En ce moment : MON EPOQUE - KYO Ecouter la radio

Rouen. Lubrizol : quelles conséquences pour l'environnement et pour l'agriculture ?

Juste après le début de l'incendie de Lubrizol de jeudi 26 septembre 2019, les premières craintes liées à la pollution sont apparues, notamment chez les éleveurs et les maraîchers, qui sont en première ligne.

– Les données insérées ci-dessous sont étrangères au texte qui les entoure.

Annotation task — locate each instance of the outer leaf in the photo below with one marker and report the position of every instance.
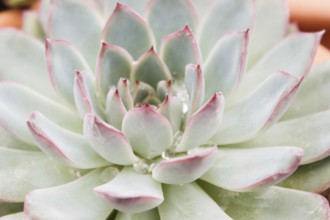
(23, 171)
(270, 203)
(131, 192)
(17, 102)
(74, 200)
(82, 26)
(85, 95)
(179, 49)
(148, 215)
(113, 63)
(43, 12)
(171, 108)
(194, 81)
(125, 93)
(148, 131)
(294, 55)
(158, 13)
(185, 169)
(150, 69)
(189, 202)
(314, 177)
(63, 145)
(202, 7)
(309, 132)
(317, 85)
(136, 37)
(63, 60)
(236, 15)
(202, 125)
(260, 109)
(234, 170)
(107, 141)
(271, 25)
(22, 60)
(107, 6)
(226, 64)
(114, 109)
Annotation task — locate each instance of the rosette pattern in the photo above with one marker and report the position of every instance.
(157, 109)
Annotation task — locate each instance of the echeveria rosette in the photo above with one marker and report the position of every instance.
(166, 110)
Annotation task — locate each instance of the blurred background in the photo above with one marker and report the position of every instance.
(309, 15)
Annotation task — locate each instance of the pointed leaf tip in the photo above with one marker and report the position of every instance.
(136, 39)
(179, 49)
(148, 131)
(203, 124)
(61, 144)
(131, 192)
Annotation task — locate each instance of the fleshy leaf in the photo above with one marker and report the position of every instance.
(150, 69)
(125, 93)
(8, 140)
(189, 202)
(185, 169)
(236, 15)
(271, 25)
(18, 101)
(314, 177)
(79, 23)
(74, 200)
(271, 203)
(128, 30)
(131, 192)
(43, 13)
(22, 60)
(202, 125)
(84, 94)
(147, 215)
(142, 91)
(171, 108)
(195, 85)
(63, 60)
(107, 6)
(260, 109)
(161, 14)
(309, 133)
(164, 88)
(62, 145)
(226, 64)
(316, 85)
(233, 169)
(114, 109)
(113, 63)
(107, 141)
(294, 55)
(23, 171)
(148, 131)
(179, 49)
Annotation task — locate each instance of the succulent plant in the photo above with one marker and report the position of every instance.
(166, 110)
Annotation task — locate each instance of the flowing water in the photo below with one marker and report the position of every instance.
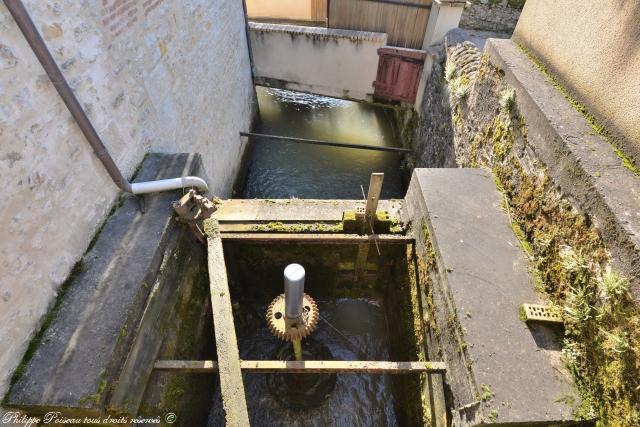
(281, 170)
(351, 329)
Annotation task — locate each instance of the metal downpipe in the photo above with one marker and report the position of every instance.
(31, 34)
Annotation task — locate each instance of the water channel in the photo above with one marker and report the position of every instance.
(353, 328)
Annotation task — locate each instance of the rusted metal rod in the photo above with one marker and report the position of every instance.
(326, 143)
(335, 239)
(304, 367)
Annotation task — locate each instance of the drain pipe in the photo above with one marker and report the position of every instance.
(31, 34)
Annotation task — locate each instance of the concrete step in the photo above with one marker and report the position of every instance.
(499, 369)
(96, 351)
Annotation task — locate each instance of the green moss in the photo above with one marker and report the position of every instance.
(46, 321)
(516, 4)
(280, 227)
(597, 127)
(487, 394)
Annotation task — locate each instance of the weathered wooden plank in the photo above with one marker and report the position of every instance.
(233, 397)
(293, 210)
(334, 239)
(305, 366)
(404, 24)
(280, 138)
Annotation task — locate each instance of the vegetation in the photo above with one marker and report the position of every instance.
(570, 263)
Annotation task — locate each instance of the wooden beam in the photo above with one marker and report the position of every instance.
(233, 397)
(337, 239)
(305, 367)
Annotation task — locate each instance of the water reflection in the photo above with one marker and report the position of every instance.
(287, 169)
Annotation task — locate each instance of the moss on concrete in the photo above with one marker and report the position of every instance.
(568, 257)
(595, 124)
(46, 322)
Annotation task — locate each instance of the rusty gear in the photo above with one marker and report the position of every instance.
(292, 329)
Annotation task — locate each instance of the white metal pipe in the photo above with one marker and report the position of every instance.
(169, 184)
(293, 290)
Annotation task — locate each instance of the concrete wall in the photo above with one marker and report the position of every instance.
(593, 48)
(340, 63)
(153, 75)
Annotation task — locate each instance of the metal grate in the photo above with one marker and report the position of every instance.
(540, 313)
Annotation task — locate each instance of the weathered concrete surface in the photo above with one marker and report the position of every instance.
(339, 63)
(600, 67)
(581, 163)
(497, 368)
(162, 76)
(76, 364)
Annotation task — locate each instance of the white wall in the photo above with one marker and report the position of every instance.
(159, 75)
(593, 48)
(340, 63)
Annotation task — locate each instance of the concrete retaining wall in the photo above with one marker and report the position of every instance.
(152, 76)
(340, 63)
(600, 67)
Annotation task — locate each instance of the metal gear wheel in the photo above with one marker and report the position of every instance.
(292, 329)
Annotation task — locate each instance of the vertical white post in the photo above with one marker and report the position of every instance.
(444, 16)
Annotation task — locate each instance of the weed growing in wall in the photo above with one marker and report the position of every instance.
(570, 263)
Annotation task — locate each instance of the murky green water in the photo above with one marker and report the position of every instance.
(287, 169)
(353, 329)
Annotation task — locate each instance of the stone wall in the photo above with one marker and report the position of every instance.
(153, 75)
(492, 15)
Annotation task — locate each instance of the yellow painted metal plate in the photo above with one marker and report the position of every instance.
(540, 313)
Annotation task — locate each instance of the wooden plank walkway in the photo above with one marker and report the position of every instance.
(305, 367)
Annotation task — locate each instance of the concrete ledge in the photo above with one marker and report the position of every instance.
(473, 278)
(580, 162)
(97, 352)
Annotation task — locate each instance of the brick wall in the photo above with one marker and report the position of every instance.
(153, 75)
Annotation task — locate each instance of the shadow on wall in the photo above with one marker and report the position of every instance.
(492, 15)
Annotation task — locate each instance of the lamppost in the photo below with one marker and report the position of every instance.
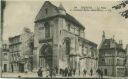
(3, 5)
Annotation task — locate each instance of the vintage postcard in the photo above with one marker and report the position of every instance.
(85, 39)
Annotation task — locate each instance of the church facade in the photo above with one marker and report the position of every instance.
(59, 41)
(112, 57)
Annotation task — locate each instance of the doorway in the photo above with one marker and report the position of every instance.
(21, 67)
(105, 72)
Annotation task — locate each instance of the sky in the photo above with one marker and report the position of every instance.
(22, 13)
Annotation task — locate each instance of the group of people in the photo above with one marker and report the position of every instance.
(67, 71)
(100, 73)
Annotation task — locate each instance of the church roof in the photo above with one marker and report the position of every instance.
(66, 16)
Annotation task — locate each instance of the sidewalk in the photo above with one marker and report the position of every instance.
(34, 74)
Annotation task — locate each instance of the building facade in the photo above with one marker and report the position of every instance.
(5, 57)
(21, 50)
(59, 41)
(112, 57)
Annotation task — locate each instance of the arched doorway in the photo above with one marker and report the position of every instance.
(45, 56)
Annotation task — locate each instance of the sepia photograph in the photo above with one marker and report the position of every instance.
(64, 39)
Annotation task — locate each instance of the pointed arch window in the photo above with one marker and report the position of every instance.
(47, 29)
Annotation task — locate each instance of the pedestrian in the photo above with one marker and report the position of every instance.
(98, 72)
(66, 72)
(101, 73)
(74, 71)
(91, 71)
(84, 71)
(39, 72)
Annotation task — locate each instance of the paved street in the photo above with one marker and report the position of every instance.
(34, 75)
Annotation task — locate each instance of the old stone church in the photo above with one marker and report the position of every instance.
(60, 42)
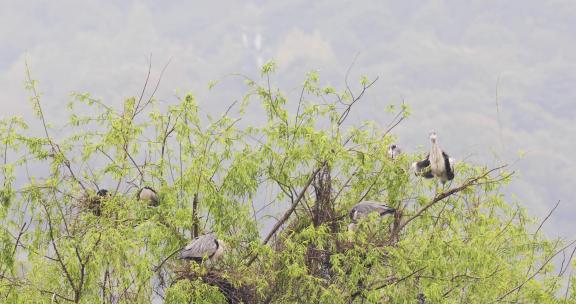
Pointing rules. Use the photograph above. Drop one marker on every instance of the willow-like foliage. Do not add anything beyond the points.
(277, 190)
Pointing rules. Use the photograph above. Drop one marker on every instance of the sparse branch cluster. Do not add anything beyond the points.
(281, 199)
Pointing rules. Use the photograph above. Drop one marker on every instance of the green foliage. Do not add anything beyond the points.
(461, 243)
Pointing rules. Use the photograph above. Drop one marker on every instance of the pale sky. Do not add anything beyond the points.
(444, 58)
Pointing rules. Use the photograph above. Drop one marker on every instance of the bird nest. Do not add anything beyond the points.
(233, 294)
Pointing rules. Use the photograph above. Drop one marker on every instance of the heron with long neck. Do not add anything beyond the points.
(436, 164)
(394, 151)
(203, 248)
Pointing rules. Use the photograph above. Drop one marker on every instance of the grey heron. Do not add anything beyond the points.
(436, 164)
(204, 246)
(394, 151)
(363, 209)
(148, 194)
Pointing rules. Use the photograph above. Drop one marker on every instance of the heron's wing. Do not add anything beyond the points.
(448, 165)
(428, 174)
(201, 246)
(154, 199)
(367, 207)
(424, 163)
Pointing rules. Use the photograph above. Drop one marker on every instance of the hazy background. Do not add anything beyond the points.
(447, 59)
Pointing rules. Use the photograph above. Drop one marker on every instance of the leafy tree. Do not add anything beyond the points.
(459, 243)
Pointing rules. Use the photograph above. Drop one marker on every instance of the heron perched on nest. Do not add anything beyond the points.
(394, 151)
(148, 194)
(363, 209)
(205, 247)
(436, 164)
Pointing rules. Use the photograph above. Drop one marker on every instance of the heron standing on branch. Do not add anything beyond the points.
(394, 151)
(436, 164)
(206, 246)
(148, 194)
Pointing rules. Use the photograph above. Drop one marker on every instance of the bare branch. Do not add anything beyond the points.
(443, 195)
(289, 212)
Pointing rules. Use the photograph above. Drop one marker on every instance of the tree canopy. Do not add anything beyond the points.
(278, 192)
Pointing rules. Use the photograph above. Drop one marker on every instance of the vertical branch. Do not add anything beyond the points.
(195, 216)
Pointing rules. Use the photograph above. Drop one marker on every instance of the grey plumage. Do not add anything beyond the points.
(363, 209)
(148, 194)
(436, 164)
(204, 246)
(394, 151)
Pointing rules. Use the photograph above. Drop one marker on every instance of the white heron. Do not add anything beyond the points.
(394, 151)
(363, 209)
(205, 246)
(148, 194)
(436, 164)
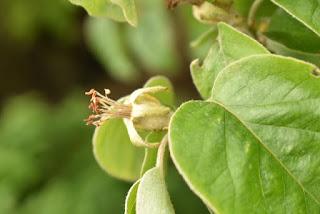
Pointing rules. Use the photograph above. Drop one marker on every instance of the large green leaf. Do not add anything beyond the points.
(115, 153)
(292, 33)
(152, 195)
(232, 45)
(281, 49)
(306, 11)
(255, 146)
(104, 39)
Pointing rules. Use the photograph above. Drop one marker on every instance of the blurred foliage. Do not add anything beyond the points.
(47, 166)
(25, 21)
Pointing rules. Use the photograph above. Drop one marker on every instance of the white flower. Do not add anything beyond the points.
(140, 110)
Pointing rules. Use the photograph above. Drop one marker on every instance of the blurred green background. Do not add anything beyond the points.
(50, 54)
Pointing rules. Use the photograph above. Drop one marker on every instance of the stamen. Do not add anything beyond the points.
(104, 108)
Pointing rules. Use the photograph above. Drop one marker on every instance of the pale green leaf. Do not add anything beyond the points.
(152, 195)
(254, 147)
(115, 153)
(231, 45)
(306, 11)
(281, 49)
(101, 8)
(243, 6)
(285, 29)
(130, 207)
(129, 10)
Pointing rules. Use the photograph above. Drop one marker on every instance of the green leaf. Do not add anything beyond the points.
(243, 6)
(115, 153)
(281, 49)
(104, 39)
(306, 11)
(150, 159)
(101, 8)
(231, 45)
(254, 147)
(285, 29)
(130, 207)
(129, 10)
(152, 195)
(167, 97)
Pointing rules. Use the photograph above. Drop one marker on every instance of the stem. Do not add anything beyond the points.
(161, 153)
(253, 11)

Publié le 27/09/2019 à 14h01 - Par Aurélien Delavaud
Rouen. Lubrizol : quelles conséquences pour l'environnement et pour l'agriculture ?
Pascal Prévost était rassuré de ne pas trouver de suie sur ses légumes, à Quincampoix. - Aurélien Delavaud

Alors que l'incendie était encore virulent sur le site de Lubrizol, le jeudi 26 septembre 2019, les retombées se faisaient déjà ressentir au nord de l'agglomération rouennaise (Seine-Maritime). Nuage de fumée opaque, odeur incommodante, ou encore pluie colorées par les suies ont fait l'objet de nombreux partages d'images et de commentaires des habitants sur les réseaux sociaux. Très rapidement, c'est la question de la pollution des sols qui s'est posée.

Des mesures de précaution

Dans l'après-midi, malgré des annonces indiquant qu'il n'y avait aucun risque sanitaire majeur lié aux fumées, la préfecture a pris une décision forte auprès des agriculteurs, éleveurs et autres maraîchers des environs de Rouen : leur faire rentrer les troupeaux, faire attention à ce que rien de souillé ne soit consommé et ne pas récolter les fruits et les légumes, par mesure de précaution.

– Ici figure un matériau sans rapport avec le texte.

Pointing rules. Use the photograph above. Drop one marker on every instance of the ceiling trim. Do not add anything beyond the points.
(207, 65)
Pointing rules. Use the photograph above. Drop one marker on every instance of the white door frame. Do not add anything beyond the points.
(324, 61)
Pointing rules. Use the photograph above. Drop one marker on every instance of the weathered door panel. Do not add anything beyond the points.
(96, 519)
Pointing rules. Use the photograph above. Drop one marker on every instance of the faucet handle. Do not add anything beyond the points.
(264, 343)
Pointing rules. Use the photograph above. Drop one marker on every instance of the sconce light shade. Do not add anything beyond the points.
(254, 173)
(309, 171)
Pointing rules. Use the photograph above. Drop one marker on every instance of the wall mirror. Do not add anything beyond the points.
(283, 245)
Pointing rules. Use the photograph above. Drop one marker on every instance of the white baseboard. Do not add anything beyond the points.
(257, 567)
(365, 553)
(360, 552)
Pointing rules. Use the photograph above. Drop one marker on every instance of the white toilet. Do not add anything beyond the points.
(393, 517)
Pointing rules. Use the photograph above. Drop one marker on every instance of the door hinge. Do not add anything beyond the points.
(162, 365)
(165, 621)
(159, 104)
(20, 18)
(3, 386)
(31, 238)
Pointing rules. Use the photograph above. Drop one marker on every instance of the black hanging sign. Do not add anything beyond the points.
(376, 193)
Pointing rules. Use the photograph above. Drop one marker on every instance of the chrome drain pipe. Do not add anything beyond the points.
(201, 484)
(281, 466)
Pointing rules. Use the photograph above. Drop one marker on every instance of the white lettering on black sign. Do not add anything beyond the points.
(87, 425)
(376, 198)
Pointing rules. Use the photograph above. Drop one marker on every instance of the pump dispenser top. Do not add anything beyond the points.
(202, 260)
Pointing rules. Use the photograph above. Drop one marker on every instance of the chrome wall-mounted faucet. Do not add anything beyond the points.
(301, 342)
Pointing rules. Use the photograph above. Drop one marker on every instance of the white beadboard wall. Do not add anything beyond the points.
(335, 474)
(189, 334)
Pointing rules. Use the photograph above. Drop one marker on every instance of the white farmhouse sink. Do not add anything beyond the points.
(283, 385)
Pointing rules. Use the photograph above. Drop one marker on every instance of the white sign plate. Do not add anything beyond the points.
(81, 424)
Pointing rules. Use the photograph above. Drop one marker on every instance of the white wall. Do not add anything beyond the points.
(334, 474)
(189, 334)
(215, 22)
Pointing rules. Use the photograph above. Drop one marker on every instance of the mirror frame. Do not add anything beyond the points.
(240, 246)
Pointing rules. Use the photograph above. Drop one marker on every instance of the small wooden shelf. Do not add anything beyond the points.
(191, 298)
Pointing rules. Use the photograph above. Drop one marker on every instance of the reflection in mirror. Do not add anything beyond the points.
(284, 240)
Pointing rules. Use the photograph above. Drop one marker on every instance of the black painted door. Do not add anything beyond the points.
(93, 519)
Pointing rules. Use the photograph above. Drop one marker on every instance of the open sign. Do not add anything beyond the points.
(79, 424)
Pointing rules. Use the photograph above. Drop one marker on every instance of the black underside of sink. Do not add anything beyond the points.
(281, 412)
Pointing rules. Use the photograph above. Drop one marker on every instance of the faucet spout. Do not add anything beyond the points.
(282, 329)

Quelques heures après le début du sinistre, Pascal Prévost était pourtant soulagé : les deux bottes dans la boue, entre ses rangs de légumes et ses serres, ce maraîcher de Quincampoix (Seine-Maritime) constatait que les dépôts noirâtres avaient épargné les feuilles de ses choux et de ses salades. "Je pense que cette bruine qui tombe fait du bien, ça lave, comme le vent qui souffle et qui dissipe la fumée. On est bien aidés par la situation du plateau, en fait", estimait le maraîcher.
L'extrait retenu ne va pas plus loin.